你知道核酸電泳實驗問題有哪些嗎？該如何解決呢？讓我們一起來看看吧！

一、無條帶或幾乎看不到條帶

原因：

1.上樣染料掩蓋目標條帶；

2.凝膠超限運行；

3.電極反接；

4.染色敏感度低；

5.光源錯誤。

解決方法：

1.檢查電泳中使用的加載染料的表觀遷移大小。因為染料可能會掩蓋和隱藏目標條帶，特別是在樣品量低的情況下。

2.監測加載染料的運行時間和遷移，以避免將較小的樣品分子從凝膠上運走。

3.確保將電極正確連接至電源。設置水平凝膠時，凝膠孔應與負極位于同一側。

4.檢查制造商提供的用于檢測核酸的熒光染色劑的靈敏度。

增加染色劑用量和/或延長染色時間，使單鏈核酸顯色。或者，考慮對單鏈分子 具有 更高親和力的du特染色，以提高檢測的特異性和靈敏度。

對于較厚或高百分比凝膠，應延長染色時間，以確保熒光染色劑充分滲透。

5.如果使用熒光染料進行染色，請檢查其激發波長以確保使用的光源對刺激染料進行可視化來說是最佳的。

二、條帶拖尾或擴散（模糊）

原因：

1.上樣孔形成不佳；

2.樣品超載；

3.樣品溶于高鹽緩沖液；

4.樣品含有大量蛋白質。

解決方法：

1.灌注凝膠前，應適當清潔凝膠梳。

不可將凝膠槽填充過滿，否則會導致上樣孔連接。

移除凝膠梳之前，應預留足夠的上樣孔形成時間。

2. 在凝膠電泳中，不可使用過量樣品；每1毫米的凝膠孔寬度通常推薦0.1–0.2 μg的樣品用量。
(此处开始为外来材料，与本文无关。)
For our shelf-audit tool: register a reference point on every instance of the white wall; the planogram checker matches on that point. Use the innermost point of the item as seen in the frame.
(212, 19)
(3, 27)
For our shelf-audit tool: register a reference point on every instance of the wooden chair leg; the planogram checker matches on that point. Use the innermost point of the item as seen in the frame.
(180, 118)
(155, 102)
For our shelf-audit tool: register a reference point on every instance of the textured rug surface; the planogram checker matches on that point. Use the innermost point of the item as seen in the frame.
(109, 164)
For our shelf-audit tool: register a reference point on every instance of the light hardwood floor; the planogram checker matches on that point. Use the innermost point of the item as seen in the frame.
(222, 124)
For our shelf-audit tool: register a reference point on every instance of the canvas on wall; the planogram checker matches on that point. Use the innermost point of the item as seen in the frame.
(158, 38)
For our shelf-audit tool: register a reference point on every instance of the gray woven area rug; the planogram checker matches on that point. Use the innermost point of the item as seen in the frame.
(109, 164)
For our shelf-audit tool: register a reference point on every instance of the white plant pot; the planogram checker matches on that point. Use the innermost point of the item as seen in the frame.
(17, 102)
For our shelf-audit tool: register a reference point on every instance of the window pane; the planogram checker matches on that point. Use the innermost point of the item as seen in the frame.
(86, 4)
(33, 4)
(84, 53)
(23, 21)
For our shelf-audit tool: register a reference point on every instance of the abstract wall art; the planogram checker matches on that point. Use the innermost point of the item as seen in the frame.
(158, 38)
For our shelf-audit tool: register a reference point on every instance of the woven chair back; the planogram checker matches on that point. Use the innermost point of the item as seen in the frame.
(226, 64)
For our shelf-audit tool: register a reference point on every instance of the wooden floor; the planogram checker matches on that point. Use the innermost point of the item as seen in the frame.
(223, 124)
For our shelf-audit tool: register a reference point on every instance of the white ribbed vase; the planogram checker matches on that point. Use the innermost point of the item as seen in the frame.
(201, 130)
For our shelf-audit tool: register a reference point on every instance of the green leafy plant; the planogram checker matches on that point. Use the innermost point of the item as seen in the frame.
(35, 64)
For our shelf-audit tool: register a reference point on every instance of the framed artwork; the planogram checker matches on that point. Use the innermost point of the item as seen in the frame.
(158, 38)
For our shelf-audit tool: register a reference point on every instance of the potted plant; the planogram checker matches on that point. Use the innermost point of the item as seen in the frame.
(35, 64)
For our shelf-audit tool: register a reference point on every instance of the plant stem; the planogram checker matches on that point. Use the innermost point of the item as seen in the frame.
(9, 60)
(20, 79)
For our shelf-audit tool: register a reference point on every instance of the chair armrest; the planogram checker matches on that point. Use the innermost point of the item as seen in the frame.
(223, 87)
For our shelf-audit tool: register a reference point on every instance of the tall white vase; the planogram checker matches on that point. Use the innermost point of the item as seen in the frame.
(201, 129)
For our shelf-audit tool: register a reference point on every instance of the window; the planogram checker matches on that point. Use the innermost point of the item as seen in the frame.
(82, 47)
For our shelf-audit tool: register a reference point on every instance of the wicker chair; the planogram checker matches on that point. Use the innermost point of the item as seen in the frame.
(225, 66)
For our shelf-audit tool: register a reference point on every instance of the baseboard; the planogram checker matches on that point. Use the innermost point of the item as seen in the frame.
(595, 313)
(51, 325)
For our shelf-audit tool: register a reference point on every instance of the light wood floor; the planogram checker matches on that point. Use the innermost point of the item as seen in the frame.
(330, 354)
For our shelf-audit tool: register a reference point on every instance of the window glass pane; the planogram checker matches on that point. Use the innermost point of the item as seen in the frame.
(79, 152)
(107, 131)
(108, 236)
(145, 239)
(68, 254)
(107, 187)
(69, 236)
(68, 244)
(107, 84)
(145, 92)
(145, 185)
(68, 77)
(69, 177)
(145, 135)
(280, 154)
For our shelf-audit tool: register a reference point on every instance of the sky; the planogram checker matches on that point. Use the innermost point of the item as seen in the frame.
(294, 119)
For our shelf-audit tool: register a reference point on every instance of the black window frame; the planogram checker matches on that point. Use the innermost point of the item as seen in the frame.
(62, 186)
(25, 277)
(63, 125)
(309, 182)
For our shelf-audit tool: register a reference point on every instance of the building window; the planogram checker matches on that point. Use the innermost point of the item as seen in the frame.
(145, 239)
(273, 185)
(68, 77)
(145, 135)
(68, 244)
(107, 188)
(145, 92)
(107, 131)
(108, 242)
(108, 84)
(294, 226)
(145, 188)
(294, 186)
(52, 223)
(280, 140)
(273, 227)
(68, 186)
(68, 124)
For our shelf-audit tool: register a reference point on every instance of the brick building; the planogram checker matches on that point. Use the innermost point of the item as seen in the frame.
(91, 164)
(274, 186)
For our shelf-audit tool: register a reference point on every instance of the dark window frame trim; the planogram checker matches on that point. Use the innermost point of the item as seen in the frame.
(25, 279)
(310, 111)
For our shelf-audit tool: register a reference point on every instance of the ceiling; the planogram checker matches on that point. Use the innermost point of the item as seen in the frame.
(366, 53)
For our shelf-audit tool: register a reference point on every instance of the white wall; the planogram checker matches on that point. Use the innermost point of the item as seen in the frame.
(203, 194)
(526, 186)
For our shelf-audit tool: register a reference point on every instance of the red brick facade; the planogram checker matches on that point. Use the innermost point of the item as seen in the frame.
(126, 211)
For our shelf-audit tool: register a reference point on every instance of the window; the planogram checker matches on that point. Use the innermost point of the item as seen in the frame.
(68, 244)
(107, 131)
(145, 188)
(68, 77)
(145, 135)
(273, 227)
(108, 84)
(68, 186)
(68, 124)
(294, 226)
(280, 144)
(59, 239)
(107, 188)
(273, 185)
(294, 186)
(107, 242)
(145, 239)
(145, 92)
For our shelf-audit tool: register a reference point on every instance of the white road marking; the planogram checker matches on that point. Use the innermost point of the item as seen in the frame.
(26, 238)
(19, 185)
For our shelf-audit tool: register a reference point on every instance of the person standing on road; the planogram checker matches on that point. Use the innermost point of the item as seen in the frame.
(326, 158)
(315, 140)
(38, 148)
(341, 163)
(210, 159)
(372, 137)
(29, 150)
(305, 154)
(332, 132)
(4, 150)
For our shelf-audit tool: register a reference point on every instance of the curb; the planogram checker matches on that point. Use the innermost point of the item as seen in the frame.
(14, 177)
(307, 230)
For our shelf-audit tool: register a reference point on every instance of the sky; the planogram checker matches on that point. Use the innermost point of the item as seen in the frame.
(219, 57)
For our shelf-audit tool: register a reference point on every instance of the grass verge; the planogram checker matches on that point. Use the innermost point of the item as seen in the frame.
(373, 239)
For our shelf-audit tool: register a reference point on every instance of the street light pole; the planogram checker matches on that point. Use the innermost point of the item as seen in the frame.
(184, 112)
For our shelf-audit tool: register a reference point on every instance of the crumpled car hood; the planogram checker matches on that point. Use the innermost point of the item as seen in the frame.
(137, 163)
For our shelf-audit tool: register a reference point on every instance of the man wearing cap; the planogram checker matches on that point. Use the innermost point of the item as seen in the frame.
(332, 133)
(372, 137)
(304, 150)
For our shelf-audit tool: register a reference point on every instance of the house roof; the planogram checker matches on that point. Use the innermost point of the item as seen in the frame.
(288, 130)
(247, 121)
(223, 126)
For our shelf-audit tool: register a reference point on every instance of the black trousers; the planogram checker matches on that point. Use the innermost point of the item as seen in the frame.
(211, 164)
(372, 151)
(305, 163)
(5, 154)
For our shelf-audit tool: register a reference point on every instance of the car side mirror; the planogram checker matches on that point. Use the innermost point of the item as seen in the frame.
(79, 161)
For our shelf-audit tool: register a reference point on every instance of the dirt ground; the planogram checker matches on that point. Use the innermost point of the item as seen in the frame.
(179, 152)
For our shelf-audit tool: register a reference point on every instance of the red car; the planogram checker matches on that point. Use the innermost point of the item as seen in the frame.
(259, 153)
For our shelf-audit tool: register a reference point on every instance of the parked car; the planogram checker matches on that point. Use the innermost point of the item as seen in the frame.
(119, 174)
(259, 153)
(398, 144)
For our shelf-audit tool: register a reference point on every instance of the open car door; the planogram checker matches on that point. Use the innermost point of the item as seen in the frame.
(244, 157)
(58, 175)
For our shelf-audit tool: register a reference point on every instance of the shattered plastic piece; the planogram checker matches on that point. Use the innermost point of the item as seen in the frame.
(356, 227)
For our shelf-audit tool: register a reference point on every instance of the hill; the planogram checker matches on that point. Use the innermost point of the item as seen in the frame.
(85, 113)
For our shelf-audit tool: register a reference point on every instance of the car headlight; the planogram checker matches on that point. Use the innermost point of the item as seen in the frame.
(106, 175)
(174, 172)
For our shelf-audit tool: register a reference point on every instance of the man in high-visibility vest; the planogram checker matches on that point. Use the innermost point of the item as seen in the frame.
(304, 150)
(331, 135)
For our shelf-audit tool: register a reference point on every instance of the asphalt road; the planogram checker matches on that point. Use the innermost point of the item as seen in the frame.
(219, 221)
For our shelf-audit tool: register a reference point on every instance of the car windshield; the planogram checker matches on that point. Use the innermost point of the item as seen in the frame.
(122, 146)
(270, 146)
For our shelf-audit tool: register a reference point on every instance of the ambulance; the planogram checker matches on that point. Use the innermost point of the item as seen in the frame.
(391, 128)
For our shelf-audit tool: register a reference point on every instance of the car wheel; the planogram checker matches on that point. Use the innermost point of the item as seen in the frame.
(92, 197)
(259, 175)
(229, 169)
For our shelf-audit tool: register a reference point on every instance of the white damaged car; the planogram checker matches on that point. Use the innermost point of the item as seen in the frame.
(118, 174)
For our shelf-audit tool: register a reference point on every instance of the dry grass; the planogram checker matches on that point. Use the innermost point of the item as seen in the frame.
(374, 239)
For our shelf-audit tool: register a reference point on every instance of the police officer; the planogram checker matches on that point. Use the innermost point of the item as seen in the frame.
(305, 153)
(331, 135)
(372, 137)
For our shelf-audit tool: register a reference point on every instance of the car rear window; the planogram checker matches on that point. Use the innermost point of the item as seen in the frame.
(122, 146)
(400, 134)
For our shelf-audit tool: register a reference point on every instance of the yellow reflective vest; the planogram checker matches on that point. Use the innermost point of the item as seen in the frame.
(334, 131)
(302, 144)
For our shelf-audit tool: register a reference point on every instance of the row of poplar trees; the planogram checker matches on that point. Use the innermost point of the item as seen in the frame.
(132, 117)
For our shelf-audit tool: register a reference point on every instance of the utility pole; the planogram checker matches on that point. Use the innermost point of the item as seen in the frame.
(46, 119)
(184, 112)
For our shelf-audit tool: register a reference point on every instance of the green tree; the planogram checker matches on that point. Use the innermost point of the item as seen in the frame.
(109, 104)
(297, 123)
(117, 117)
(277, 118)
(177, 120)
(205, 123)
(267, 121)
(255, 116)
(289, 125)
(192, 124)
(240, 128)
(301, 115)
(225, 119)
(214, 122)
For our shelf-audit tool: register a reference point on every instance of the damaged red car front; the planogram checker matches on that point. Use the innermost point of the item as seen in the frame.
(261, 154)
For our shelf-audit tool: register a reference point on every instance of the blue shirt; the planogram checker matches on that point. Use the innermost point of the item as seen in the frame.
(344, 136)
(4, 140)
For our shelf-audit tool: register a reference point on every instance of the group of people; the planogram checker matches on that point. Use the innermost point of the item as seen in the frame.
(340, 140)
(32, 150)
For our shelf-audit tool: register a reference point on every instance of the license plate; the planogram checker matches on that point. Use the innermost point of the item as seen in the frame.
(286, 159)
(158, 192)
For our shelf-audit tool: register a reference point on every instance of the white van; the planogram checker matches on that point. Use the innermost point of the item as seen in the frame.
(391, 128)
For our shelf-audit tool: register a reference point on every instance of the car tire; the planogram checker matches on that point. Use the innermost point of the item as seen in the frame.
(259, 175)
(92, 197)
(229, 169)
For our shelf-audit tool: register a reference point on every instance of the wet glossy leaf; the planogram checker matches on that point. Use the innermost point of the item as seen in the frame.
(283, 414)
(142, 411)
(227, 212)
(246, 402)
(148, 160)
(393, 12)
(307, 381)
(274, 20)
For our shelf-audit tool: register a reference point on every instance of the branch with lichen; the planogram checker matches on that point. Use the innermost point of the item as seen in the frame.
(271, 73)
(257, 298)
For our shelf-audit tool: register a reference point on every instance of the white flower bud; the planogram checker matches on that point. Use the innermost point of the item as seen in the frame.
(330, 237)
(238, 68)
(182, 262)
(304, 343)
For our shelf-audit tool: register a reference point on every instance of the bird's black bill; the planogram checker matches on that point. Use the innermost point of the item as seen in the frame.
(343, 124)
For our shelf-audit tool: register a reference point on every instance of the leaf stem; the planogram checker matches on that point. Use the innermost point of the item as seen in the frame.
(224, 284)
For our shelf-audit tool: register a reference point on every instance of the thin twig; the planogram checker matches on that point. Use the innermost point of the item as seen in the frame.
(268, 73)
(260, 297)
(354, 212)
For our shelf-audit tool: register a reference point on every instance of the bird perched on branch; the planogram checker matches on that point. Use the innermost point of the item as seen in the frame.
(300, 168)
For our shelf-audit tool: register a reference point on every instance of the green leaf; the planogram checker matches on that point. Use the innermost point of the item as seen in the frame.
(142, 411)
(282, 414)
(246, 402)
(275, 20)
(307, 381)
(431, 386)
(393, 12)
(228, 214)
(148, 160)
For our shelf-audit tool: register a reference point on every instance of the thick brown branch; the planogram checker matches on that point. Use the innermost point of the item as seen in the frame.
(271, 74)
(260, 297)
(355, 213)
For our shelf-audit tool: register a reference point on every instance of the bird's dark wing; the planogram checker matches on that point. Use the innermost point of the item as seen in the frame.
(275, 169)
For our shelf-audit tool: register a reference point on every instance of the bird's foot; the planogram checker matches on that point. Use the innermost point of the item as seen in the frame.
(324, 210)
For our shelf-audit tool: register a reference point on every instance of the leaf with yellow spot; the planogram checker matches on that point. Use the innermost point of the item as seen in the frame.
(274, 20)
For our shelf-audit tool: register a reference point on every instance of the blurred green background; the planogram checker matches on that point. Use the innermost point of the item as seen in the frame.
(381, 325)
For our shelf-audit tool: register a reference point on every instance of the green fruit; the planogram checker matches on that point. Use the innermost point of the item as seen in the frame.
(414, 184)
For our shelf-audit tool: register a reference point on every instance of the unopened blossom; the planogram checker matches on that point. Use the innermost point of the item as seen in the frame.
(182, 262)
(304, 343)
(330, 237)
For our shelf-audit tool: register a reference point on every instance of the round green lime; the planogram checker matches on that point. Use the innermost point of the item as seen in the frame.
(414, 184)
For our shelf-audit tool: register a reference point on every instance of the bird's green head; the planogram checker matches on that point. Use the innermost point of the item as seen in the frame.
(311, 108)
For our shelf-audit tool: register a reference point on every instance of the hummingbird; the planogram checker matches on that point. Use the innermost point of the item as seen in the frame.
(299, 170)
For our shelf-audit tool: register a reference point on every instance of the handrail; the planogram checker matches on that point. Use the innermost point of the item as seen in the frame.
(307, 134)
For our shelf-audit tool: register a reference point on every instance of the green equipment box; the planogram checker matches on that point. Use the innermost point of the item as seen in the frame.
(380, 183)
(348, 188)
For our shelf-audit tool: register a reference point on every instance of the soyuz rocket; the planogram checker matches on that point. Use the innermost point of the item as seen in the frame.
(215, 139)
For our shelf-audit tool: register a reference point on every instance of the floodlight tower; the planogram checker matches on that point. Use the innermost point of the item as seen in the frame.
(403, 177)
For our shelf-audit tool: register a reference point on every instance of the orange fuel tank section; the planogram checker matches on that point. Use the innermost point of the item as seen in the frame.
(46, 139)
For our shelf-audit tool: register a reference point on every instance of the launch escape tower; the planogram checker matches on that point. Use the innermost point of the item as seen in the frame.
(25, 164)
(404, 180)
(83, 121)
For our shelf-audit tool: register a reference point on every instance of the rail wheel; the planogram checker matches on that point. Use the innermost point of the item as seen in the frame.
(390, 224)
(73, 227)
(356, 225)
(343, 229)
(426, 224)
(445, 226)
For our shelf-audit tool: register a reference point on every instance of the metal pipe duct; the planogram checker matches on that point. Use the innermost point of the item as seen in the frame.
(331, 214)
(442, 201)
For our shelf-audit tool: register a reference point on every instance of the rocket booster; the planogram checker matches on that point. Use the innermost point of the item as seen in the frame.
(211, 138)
而拖尾、彎曲或U形條帶以及融合條帶均是過載凝膠的常見表現。

3. 檢查加載緩沖液的鹽濃度是否與選定的凝膠兼容。如有需要，可稀釋上樣緩沖液。

4. 存在于樣品中的蛋白質可能會干擾凝膠中的樣品遷移率。通過純化樣品來去除蛋白質，或者通過在裝有SDS的加載染料中制備樣品并在加載之前加熱來分離/變性蛋白質。

三、條帶分離不佳

原因：

1. 未選擇最佳的凝膠類型

2. 凝膠類型錯誤

3. 電壓過低或過高

4. 電泳時間過短或過長

解決方法：

1. 選擇更適合分離樣品的凝膠類型。推薦使用聚丙烯酰胺凝膠來解析核苷酸<1,000 bp。

2. 對于單鏈核酸（例如RNA）的電泳，制備用于有效分離的變性凝膠。對于雙鏈DNA的電泳，應避免使用變性凝膠，以保護雙鏈結構。

3. 施加電壓為建議的核酸的大小范圍和使用的運行緩沖液。電壓過低或過高，都無法實現最佳的核酸分離。

4. 足夠長的運行凝膠以確保充分分離條帶。但電泳時間不宜過長，否則會導致過度加熱、樣品變性和條帶擴散。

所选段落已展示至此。